I think something weird might have happened here which prevented me from running the LLM. Anyway, I didn't realize that this model was 8 7B models combined, and not just 1 7B model, so this was kinda doomed from the beginning. After finding this very helpful list on some popular LLMs ranked (https://www.reddit.com/r/LocalLLaMA/comments/18u122l/llm_comparisontest_ranking_updated_with_10_new/), I chose to use the (older than Mixtral 8x7B) standard Mistral 7B-v0.2 instruct model quantized my TheBloke as it is here. I used the gptq-8bit-32g-actorder_True varient, which it an 8 bit quantized model that should have the best quality and require ~8.17gb of memory, which would easily fit on my VRAM.

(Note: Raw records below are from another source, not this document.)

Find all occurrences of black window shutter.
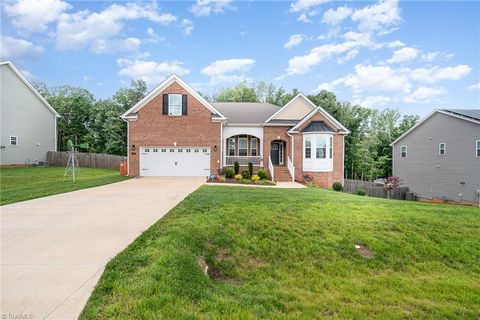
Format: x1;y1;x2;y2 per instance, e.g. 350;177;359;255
162;94;168;115
182;94;188;116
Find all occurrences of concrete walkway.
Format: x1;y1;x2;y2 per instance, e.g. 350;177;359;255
0;178;205;319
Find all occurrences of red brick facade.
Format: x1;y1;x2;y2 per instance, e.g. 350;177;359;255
128;82;344;187
128;82;221;176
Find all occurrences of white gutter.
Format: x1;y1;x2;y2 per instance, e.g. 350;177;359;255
287;131;295;182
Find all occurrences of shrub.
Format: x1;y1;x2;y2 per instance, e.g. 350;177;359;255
357;188;367;196
332;182;343;191
225;169;235;179
234;161;240;174
255;180;275;186
248;162;253;177
257;170;268;180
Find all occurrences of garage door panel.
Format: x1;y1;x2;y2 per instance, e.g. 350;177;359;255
140;147;210;177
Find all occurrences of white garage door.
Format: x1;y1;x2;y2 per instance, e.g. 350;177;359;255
140;147;210;177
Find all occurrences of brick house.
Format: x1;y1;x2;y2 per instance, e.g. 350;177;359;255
122;75;349;187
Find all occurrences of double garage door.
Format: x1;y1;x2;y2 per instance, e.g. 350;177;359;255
140;147;210;177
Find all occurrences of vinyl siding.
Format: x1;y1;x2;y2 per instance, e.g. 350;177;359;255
0;65;56;165
393;113;480;201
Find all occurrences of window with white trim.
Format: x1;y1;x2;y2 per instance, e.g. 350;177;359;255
400;146;407;158
228;138;235;157
303;133;333;172
438;142;447;156
329;137;333;159
168;93;182;116
315;135;327;159
10;136;18;146
304;136;312;159
250;138;258;157
238;138;248;157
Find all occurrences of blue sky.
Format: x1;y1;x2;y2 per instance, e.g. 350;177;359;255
1;0;480;115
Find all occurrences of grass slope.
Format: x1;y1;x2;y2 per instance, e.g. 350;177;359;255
81;186;480;319
0;167;127;205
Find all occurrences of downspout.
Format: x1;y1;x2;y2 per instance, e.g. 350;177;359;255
120;117;130;177
287;131;295;182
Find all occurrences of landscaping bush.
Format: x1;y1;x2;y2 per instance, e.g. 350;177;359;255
242;170;251;179
357;188;367;196
332;182;343;191
225;169;235;179
248;162;253;177
257;170;268;180
255;180;275;186
234;161;240;174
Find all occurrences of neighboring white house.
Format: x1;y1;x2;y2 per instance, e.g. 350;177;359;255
0;61;59;166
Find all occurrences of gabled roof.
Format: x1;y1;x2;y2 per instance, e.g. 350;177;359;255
212;102;280;125
265;93;317;123
0;61;60;118
122;74;226;120
390;109;480;146
302;121;335;133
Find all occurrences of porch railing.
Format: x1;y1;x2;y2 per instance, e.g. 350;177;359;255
268;156;275;181
225;156;262;166
288;157;295;181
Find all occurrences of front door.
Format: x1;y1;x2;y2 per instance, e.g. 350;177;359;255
270;142;280;166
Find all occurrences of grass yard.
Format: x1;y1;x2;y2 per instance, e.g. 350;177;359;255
0;167;128;205
81;186;480;319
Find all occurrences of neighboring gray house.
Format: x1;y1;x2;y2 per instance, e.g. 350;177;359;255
0;61;59;166
391;109;480;202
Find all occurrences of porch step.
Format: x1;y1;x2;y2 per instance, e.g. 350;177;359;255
274;166;292;182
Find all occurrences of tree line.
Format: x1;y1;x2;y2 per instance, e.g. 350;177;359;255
35;80;419;180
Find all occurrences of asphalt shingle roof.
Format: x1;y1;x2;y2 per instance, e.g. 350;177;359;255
212;102;280;124
444;109;480;120
302;121;335;132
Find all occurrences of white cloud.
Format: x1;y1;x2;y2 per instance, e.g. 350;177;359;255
387;40;405;48
56;3;177;49
0;35;43;60
283;34;305;49
467;82;480;90
200;59;255;84
290;0;329;12
352;0;401;34
386;47;418;63
4;0;72;32
180;19;193;36
190;0;235;17
337;49;360;64
322;6;353;26
90;38;142;54
117;59;190;86
403;87;447;103
353;96;392;108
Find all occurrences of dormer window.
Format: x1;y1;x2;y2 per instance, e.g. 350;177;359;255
168;93;182;116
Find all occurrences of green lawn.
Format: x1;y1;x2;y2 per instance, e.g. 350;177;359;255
81;186;480;319
0;167;128;205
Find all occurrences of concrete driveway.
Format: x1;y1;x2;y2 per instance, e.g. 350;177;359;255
0;178;205;319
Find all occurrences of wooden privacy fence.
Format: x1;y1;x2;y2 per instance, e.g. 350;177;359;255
343;179;408;200
47;151;127;170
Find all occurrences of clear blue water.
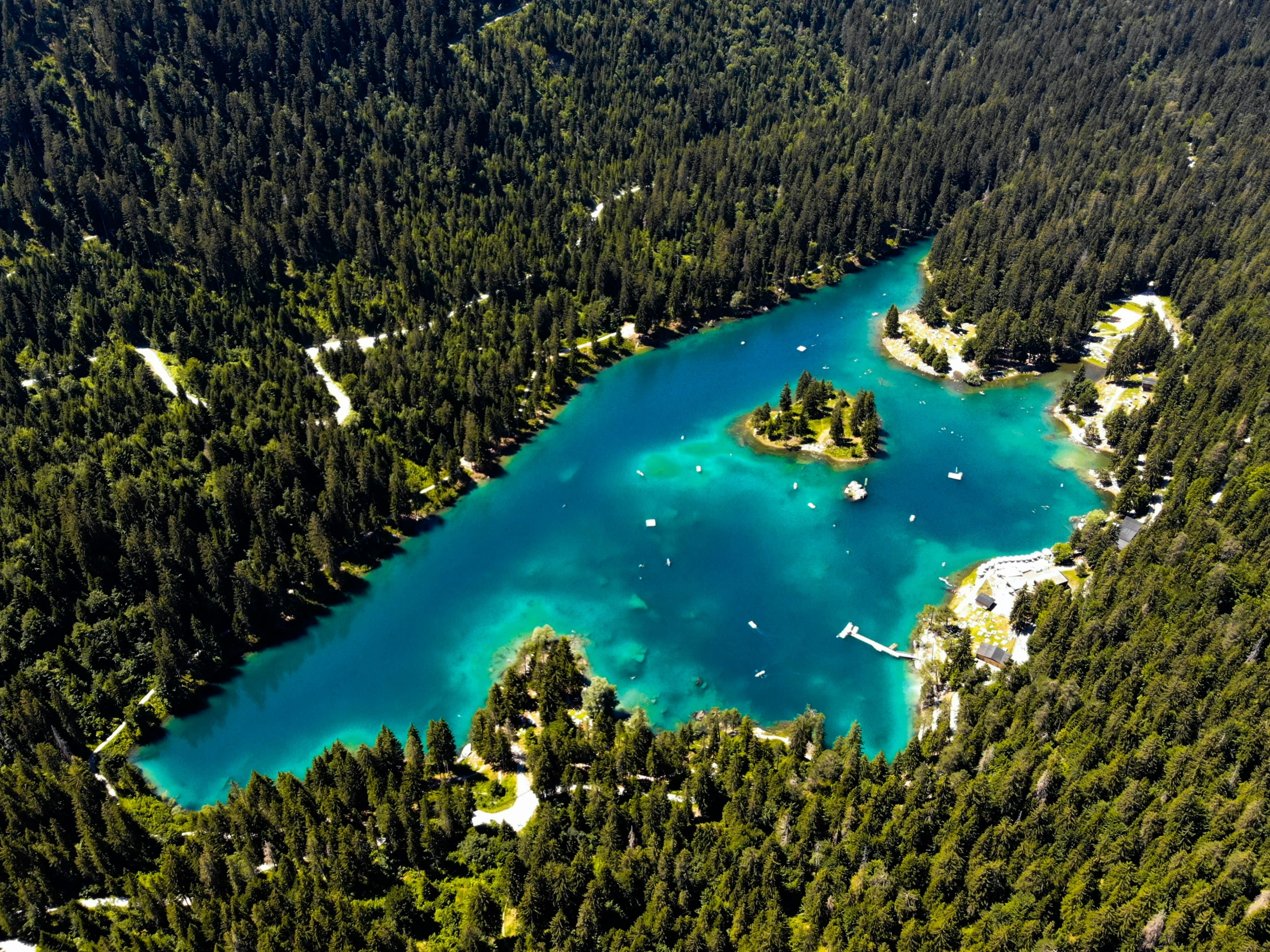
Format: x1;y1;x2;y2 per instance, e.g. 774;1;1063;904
136;243;1097;806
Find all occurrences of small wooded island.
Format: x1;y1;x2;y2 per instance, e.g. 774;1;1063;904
745;371;882;462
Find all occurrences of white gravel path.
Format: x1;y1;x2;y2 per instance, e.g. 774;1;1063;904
137;347;207;406
473;773;538;833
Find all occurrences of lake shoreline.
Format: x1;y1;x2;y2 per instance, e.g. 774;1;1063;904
136;245;1092;806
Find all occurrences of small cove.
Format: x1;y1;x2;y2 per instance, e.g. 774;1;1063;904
136;242;1099;806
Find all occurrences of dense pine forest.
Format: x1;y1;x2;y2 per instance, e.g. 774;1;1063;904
0;0;1270;952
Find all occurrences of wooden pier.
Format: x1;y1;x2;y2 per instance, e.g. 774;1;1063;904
838;624;918;662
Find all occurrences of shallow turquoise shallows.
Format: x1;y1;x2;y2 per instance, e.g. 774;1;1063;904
137;243;1099;806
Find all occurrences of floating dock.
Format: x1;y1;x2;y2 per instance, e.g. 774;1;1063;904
838;624;918;662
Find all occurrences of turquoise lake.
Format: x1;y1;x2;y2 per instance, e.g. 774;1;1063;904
136;242;1099;807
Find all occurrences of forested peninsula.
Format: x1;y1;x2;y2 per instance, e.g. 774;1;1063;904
0;0;1270;952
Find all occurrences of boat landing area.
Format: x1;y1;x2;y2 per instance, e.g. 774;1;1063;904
838;624;917;662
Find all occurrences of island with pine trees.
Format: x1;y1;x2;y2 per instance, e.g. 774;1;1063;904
742;371;883;463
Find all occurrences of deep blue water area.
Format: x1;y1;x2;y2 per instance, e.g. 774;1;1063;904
136;242;1097;806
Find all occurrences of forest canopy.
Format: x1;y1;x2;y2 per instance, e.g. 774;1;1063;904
0;0;1270;952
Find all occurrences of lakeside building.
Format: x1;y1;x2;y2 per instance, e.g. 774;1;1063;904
1115;516;1142;548
974;641;1010;668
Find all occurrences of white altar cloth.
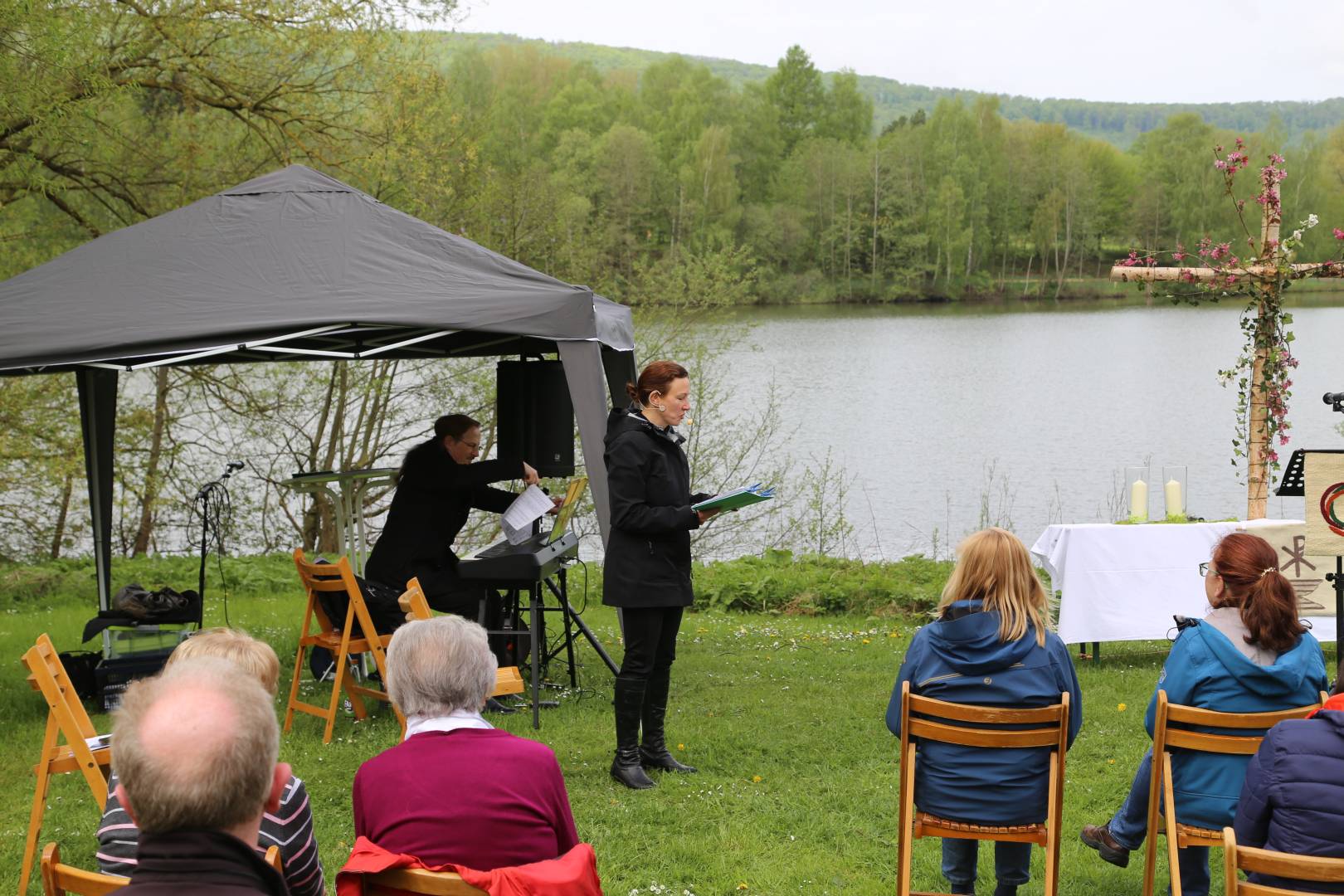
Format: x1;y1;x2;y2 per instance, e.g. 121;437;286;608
1031;520;1335;644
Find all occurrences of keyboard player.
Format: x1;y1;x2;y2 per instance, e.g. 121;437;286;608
364;414;559;622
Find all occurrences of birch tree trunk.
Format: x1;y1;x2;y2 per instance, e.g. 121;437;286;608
130;367;168;558
1246;202;1279;520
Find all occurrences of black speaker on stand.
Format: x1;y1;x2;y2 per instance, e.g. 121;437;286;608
494;362;574;477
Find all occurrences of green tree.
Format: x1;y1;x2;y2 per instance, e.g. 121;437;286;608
817;69;872;145
0;0;453;249
765;44;826;154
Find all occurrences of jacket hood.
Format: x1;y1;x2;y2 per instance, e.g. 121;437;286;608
928;601;1036;675
602;404;685;447
1194;625;1325;697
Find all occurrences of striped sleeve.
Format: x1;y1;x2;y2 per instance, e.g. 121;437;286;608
256;778;327;896
97;772;139;877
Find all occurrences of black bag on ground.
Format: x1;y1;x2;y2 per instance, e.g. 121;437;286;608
56;650;102;700
317;560;406;638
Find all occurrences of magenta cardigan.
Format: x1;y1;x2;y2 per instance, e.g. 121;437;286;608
353;728;578;870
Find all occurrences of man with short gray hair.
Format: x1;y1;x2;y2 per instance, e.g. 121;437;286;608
111;657;290;896
353;616;578;870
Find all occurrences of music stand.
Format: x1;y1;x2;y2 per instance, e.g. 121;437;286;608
1274;449;1344;653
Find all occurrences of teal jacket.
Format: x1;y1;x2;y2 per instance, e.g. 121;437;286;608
887;601;1083;825
1144;623;1327;830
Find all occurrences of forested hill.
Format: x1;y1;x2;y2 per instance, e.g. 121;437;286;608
424;32;1344;149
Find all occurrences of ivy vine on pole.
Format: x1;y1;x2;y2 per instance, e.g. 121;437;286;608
1110;137;1344;520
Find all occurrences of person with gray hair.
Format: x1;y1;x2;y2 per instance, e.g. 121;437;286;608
352;616;578;870
111;657;290;896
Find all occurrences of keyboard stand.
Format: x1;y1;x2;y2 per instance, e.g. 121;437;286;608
477;567;618;729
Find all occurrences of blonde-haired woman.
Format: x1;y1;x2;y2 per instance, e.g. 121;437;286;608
95;629;327;896
887;528;1083;896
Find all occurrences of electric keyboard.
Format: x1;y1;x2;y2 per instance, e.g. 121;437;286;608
457;532;579;583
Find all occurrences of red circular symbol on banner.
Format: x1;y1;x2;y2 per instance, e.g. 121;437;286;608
1321;482;1344;536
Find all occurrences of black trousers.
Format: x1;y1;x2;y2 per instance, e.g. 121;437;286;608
621;607;685;679
407;566;510;666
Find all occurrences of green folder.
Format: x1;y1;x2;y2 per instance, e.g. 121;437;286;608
691;482;774;510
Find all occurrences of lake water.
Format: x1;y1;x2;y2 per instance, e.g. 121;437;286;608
703;293;1344;559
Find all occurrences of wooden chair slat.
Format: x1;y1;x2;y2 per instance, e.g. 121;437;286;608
1166;728;1262;757
1142;690;1324;896
41;844;130;896
897;681;1069;896
1164;692;1320;731
910;694;1063;725
910;718;1059;748
1236;835;1344;884
364;868;485;896
1222;827;1344;896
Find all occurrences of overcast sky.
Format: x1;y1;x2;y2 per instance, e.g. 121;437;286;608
457;0;1344;102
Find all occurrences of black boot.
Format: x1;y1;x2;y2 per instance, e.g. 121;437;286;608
640;669;695;772
611;675;653;790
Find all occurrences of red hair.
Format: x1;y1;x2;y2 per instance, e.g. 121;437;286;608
1214;532;1307;653
625;362;691;407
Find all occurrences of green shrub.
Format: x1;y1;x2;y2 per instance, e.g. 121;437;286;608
695;551;952;616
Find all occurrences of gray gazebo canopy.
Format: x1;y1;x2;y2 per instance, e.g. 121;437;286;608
0;165;635;607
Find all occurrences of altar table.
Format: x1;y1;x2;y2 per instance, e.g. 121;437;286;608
1031;520;1335;652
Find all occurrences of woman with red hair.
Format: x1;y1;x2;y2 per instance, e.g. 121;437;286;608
1082;532;1327;896
602;362;713;790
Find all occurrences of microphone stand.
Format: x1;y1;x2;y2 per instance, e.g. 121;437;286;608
197;460;243;627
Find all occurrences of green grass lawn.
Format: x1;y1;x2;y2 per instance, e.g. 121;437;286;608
0;562;1333;896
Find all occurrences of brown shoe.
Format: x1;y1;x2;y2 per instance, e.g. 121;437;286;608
1079;825;1129;868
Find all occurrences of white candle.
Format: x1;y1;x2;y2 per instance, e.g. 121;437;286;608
1166;480;1186;516
1129;480;1147;523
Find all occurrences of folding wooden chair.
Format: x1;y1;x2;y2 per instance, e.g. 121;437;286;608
397;579;527;697
285;548;406;744
1142;690;1327;896
19;634;111;894
897;681;1069;896
1223;827;1344;896
364;868;485;896
41;844;130;896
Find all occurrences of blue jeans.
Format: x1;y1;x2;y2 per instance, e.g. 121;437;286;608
942;837;1031;887
1106;747;1208;896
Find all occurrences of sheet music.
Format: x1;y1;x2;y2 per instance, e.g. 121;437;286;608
500;485;553;544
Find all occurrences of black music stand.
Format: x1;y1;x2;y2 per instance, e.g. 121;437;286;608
1274;449;1344;645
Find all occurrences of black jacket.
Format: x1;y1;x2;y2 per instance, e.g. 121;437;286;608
117;830;289;896
602;408;709;607
364;439;523;590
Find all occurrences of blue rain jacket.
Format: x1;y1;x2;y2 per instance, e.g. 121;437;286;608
1233;694;1344;894
887;601;1083;825
1144;623;1327;830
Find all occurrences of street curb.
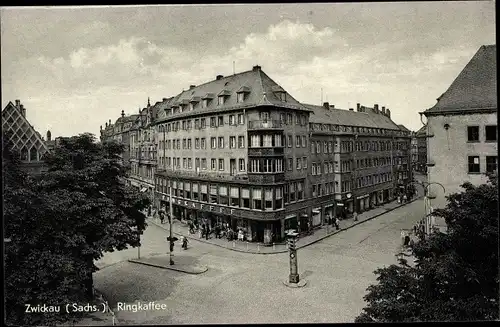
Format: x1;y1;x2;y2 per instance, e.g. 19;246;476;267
147;196;423;255
127;259;208;275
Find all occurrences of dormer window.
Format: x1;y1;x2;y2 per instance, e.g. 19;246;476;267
278;92;286;102
236;86;250;103
217;90;231;106
219;95;225;106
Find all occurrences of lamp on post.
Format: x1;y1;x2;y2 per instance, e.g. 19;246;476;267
287;232;300;284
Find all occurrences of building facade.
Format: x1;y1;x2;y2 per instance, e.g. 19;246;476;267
415;125;427;174
2;100;53;174
423;45;498;207
306;103;412;231
147;66;411;243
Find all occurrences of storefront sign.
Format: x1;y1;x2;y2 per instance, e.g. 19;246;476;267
162;197;237;216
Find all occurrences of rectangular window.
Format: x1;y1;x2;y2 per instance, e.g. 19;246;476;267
238;136;245;149
486;156;498;173
252;189;262;210
250;135;260;148
230;187;240;207
467;126;479;142
264;189;273;210
241;188;250;209
262;135;273;148
274;187;283;210
485;125;498;142
469;156;480;173
236;92;245;103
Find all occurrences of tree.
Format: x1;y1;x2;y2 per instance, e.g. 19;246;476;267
3;134;149;324
356;176;500;322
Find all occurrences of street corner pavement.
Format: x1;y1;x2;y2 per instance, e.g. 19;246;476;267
94;261;183;308
129;254;208;275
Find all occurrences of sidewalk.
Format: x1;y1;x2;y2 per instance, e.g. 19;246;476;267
147;197;421;254
128;255;208;275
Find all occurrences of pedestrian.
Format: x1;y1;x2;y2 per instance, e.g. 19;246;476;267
182;236;188;250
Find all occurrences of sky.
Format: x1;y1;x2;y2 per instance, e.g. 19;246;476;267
0;1;496;137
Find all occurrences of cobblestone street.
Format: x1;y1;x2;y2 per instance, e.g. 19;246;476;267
95;195;423;324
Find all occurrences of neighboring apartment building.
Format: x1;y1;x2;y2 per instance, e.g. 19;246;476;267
2;100;52;174
100;110;139;169
423;45;498;207
415;125;427;174
297;102;412;226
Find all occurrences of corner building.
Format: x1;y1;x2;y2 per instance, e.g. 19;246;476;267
155;66;309;243
153;66;410;243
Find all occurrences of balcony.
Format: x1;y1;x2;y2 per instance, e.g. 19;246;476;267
248;147;284;157
248;173;285;184
248;120;283;130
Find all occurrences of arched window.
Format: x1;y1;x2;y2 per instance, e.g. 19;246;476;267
30;147;38;161
21;147;28;160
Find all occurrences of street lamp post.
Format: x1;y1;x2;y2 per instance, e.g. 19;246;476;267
287;233;300;284
168;180;174;266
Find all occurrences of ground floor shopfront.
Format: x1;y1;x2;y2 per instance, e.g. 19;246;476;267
156;193;342;244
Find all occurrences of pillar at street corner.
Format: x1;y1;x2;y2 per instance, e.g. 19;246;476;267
287;233;300;284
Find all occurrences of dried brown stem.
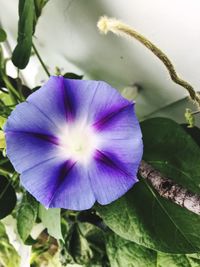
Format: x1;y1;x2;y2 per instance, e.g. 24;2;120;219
97;16;200;107
139;161;200;215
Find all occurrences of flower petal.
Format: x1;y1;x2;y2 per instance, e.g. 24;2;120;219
6;132;59;173
27;76;76;127
89;151;137;205
97;105;143;165
4;102;58;135
21;158;95;210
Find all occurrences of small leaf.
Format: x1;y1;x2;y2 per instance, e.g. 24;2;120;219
185;108;195;128
0;130;6;149
17;193;38;242
106;233;156;267
0;28;7;42
69;224;93;264
0;175;17;219
39;205;63;240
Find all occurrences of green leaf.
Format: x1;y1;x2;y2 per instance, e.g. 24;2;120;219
106;233;200;267
106;233;158;267
62;223;108;267
0;222;20;267
12;0;35;69
34;0;49;25
157;253;200;267
0;175;17;219
12;0;48;69
0;28;7;42
97;118;200;253
17;193;38;242
39;205;63;240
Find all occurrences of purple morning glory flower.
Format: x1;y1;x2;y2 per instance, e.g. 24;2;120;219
5;76;143;210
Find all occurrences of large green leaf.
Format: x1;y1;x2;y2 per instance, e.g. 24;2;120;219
12;0;48;69
0;175;17;219
12;0;35;69
106;233;200;267
97;118;200;253
39;205;63;242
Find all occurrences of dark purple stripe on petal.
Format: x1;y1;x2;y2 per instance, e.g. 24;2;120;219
49;160;76;206
62;78;76;122
7;131;59;145
93;104;134;131
94;150;131;176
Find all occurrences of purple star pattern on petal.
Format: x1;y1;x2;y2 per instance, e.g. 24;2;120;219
5;76;143;210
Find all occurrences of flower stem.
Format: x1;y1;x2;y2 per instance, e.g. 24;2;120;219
97;17;200;106
32;43;51;77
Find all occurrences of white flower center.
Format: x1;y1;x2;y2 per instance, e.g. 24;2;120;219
59;122;99;164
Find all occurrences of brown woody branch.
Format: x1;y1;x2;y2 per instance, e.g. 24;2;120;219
139;161;200;215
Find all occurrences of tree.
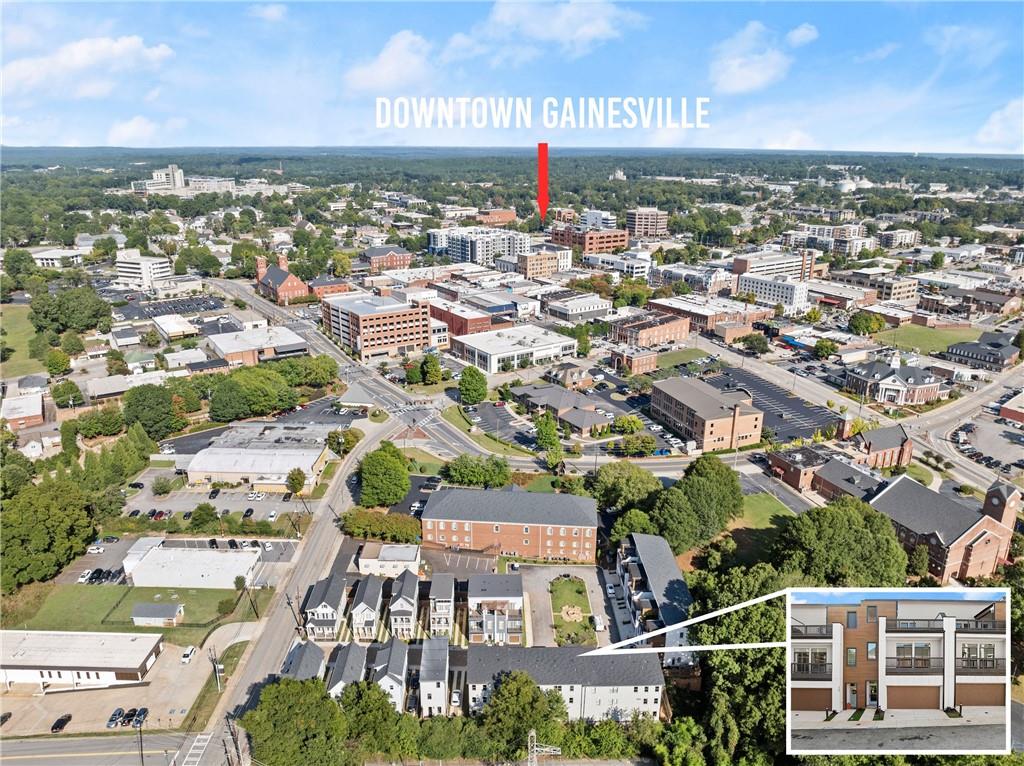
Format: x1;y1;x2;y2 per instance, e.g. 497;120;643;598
591;460;662;511
50;380;85;408
814;338;839;359
124;384;187;441
906;544;929;578
285;468;306;495
242;678;350;766
849;311;886;335
359;442;412;506
739;333;769;356
773;496;907;587
46;348;71;378
459;367;487;405
608;508;657;544
480;671;566;760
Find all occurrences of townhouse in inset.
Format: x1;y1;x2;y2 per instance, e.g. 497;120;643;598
788;592;1009;711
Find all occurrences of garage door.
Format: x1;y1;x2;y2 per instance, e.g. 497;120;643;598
889;686;939;710
956;683;1007;707
790;689;831;710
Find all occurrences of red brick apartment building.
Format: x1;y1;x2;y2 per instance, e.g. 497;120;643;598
420;490;597;562
549;225;630;255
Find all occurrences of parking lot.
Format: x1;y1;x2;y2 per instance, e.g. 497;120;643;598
706;368;836;441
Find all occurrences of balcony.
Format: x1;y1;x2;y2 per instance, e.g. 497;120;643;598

Another thing I learned about is the different types(?) of quantization. There are different types, but what I gained from the previously linked youtube video is that GPTQ models are GPU optimized, GGUF models are better for running on the CPU, and AWQ models are also good for the GPU. They all achieve the same basic goal (compressing 32/16 bits down to 2/4/8 bits), but in slightly different ways with different priorities (Makes more sense when you learn how floating point number work). Anyway, seems like I will be sticking with GPTQ models from here forward, since they're needed(?) for LORAs I think. Not quite sure how those work yet either, but apparently you can fine tune how a LLM will output by training the model on some example data.
Misc
I also faffed about with Microsoft's Dev Drives where I trapped this project into a 50gb virtual dev drive. If I end up having to move all the files to a bigger one then whatever I guess.